|Date(s):||May 28, 1851 to May 29, 1851|
|Tag(s):||Sojourner Truth, Women's Rights Movement., Slavery, Feminist Movement, Abolitionist Movement|
|Course:||“Pamphlets & Pirates: Popular Print Culture in Antebellum America,” Northeastern University|
|Rating:||4.71 (7 votes)|
Sojourner Truth, an emancipated slave, had a vision in 1843 that convinced her that God wanted her to speak the truth about Americans' sins against African Americans as well as women. She presented these two causes as "inextricably intertwined." Sojourner Truth became a public speaker in many events in antislavery and women's rights.
On May 28-29, 1851, Truth gave a particularly compelling speech. She began her speech by saying that she had the same physical capability as men did. She claimed to be just as strong and just as able. This indicates that she considered both sexes to be equal, but that is not all that she was saying. Truth was also speaking of slavery. The reason that she believed she was as physically capable as men was that as a slave, she worked alongside men plowing, reaping, husking, chopping, and mowing.
Continuing in her speech, Truth said that, as for intellect, women have a little pint and men have a quart.
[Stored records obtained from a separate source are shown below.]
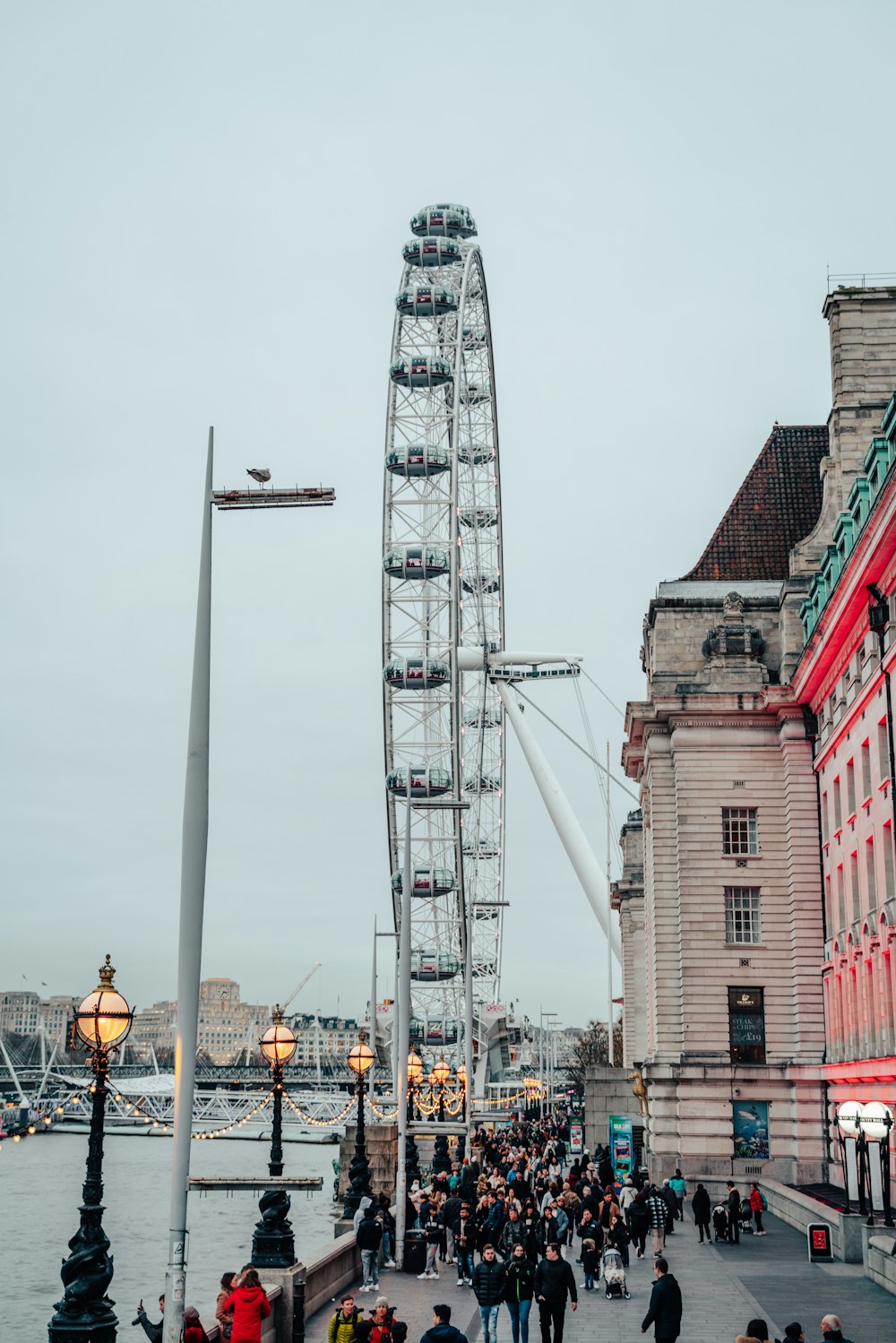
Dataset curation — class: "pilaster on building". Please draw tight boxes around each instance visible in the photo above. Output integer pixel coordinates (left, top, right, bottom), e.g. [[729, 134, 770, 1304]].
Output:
[[614, 288, 896, 1184]]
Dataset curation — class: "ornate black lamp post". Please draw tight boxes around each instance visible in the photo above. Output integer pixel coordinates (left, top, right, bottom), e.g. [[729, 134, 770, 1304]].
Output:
[[253, 1004, 296, 1268], [430, 1058, 452, 1175], [860, 1100, 893, 1227], [407, 1050, 423, 1119], [48, 956, 133, 1343], [342, 1031, 374, 1218], [404, 1050, 423, 1189], [455, 1063, 470, 1162]]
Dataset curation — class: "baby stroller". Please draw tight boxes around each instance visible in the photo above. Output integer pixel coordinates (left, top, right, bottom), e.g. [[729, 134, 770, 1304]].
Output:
[[712, 1203, 728, 1241], [600, 1245, 632, 1302]]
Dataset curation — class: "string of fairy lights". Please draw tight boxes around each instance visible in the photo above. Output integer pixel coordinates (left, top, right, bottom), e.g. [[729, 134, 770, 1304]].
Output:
[[0, 1080, 541, 1151]]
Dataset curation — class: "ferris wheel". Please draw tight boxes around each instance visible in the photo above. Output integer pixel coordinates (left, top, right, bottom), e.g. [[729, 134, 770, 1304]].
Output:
[[383, 204, 504, 1080]]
Harriet Beecher Stowe also mentions this concept in her book Sojourner Truth, The Libyan Sibyl. She quotes Truth: "S'pose a man's mind holds a quart, an' a woman's don't hold but a pint; ef her pint is full, it's as good as his quart."
Sojourner Truth ended her speech, saying: "But man is in a tight place, the poor slave is on him, woman is coming on him, and he is surely between a hawk and a buzzard." Truth is directly pointing to women and slaves, which, when combined, make up the essence of her ministry. The tone here is very matter-of-fact. There is no question that Truth believed that the eventual success of the feminist and abolitionist movements was inevitable.
Sojourner Truth was born a slave in New York state, but she was freed in 1827 when that state abolished slavery. She was never taught to read, but that did not stop her from travelling to speak to people about God and His hatred of unfair treatment of African Americans and women. "She had had such a full experience of the wrongs of slavery, that she could not believe they were permitted by God. She was sure he must hate them, and would destroy those who persisted in perpetrating them." As for the feminist part of her teachings, she often asked the question: "Was not Christ born of a woman?" She answered her own question in this famous speech in Akron, Ohio, saying: "Through God who created him and woman who bore him. Man, where is your part?"
Sojourner Truth was a woman ahead of her time, who believed in God and the healing of this nation through the abolitionist and women's rights movements, and she made no apologies for those beliefs. As she said, "The lord has made me a sign unto this nation, an' I go round a-testifyin', an' showin' on 'em their sins agin my people.”